The agency said the number would have risen between 15,000 and 20,000 in May without the implementation of the statistical changes. The new rule instructs the Labor agency to exclude people attending training in a company as unemployed.

The surprisingly sound situation this month is due largely to widespread recourse to short-time work, Commerzbank analyst Eckart Tuchtfeld said. The analyst added that short-time work is proving a substantial bulwark to the labor market, but is not accounting for millions of saved jobs.

German unemployment was on the rise since November 2008 and in March 2009, it grew the most, by 69,000. The government expects the number of unemployed to increase to 3.7 million this year and to 4.6 million in 2010.

The government had implemented several measures to contain the rising number of unemployed in the wake of the worst recession since the World War II. Short-term work was widely accepted in Germany to address the situation. However, economists see chances for a sudden sharp rise in joblessness once firms pull out of the scheme.

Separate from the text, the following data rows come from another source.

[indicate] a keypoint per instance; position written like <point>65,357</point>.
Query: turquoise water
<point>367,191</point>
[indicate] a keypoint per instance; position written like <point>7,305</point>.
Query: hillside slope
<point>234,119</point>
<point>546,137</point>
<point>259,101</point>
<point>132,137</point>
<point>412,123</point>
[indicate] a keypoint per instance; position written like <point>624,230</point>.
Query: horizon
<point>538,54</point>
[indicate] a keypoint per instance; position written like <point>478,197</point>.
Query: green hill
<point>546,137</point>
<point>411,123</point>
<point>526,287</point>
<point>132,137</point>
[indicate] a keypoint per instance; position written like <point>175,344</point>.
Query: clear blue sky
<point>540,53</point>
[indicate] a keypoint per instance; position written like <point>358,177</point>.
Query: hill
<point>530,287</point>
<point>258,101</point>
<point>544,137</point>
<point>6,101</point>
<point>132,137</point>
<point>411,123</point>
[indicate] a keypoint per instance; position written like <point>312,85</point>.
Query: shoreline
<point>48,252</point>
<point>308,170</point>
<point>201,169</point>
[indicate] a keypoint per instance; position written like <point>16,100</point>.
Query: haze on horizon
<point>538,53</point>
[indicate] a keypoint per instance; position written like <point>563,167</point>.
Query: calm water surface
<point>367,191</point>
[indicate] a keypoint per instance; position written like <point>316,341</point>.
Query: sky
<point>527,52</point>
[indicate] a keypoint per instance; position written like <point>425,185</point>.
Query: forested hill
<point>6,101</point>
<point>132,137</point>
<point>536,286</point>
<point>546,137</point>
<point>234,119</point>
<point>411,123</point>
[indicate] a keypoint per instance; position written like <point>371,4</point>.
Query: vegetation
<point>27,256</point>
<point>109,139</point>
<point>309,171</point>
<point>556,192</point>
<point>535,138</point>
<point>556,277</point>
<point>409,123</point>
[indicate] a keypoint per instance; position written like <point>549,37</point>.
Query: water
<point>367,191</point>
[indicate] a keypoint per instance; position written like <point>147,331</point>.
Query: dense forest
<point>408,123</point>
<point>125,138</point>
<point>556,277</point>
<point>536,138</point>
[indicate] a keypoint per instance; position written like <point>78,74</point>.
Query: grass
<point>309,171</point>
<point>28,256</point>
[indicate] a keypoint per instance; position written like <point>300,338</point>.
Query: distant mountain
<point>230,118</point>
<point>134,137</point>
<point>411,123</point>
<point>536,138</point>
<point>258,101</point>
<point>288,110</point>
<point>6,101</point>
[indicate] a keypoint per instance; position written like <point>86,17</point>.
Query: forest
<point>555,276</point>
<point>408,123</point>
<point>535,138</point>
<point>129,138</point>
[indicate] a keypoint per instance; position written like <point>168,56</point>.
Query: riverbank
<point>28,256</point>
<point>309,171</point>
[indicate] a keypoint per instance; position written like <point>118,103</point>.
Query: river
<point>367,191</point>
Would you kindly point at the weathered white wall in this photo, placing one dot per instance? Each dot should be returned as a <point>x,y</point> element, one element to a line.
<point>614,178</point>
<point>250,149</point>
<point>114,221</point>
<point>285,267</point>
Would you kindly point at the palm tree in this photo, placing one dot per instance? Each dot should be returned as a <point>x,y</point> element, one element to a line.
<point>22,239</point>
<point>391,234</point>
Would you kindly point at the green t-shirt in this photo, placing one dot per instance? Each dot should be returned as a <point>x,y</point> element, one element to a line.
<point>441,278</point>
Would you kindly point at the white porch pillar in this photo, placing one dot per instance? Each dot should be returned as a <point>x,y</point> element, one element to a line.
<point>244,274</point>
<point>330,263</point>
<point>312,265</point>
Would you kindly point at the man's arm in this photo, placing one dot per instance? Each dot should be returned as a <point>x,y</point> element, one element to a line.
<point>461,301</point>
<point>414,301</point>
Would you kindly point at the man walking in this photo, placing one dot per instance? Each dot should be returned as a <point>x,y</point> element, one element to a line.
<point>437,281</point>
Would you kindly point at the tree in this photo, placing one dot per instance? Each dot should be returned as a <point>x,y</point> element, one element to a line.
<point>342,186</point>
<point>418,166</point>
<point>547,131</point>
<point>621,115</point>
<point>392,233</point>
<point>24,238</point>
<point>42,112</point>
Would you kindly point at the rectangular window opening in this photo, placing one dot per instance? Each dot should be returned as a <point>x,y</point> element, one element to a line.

Also on Thursday, the country's statistical office said the seasonally adjusted ILO jobless rate rose to 7.7% in April from 7.4% recorded in the same month of the previous year. The number of unemployed amounted to a seasonally adjusted 3.34 million in April. Compared with the previous year, unemployment was up by a seasonally adjusted 150,000 persons or 4.8%.

At the same time, the number of persons in employment living in Germany amounted to 39.96 million, down 130,000 persons from the previous year.

In the first quarter, the biggest Eurozone economy contracted 3.8%, the fourth straight quarter of decline and the biggest fall since records began in 1970.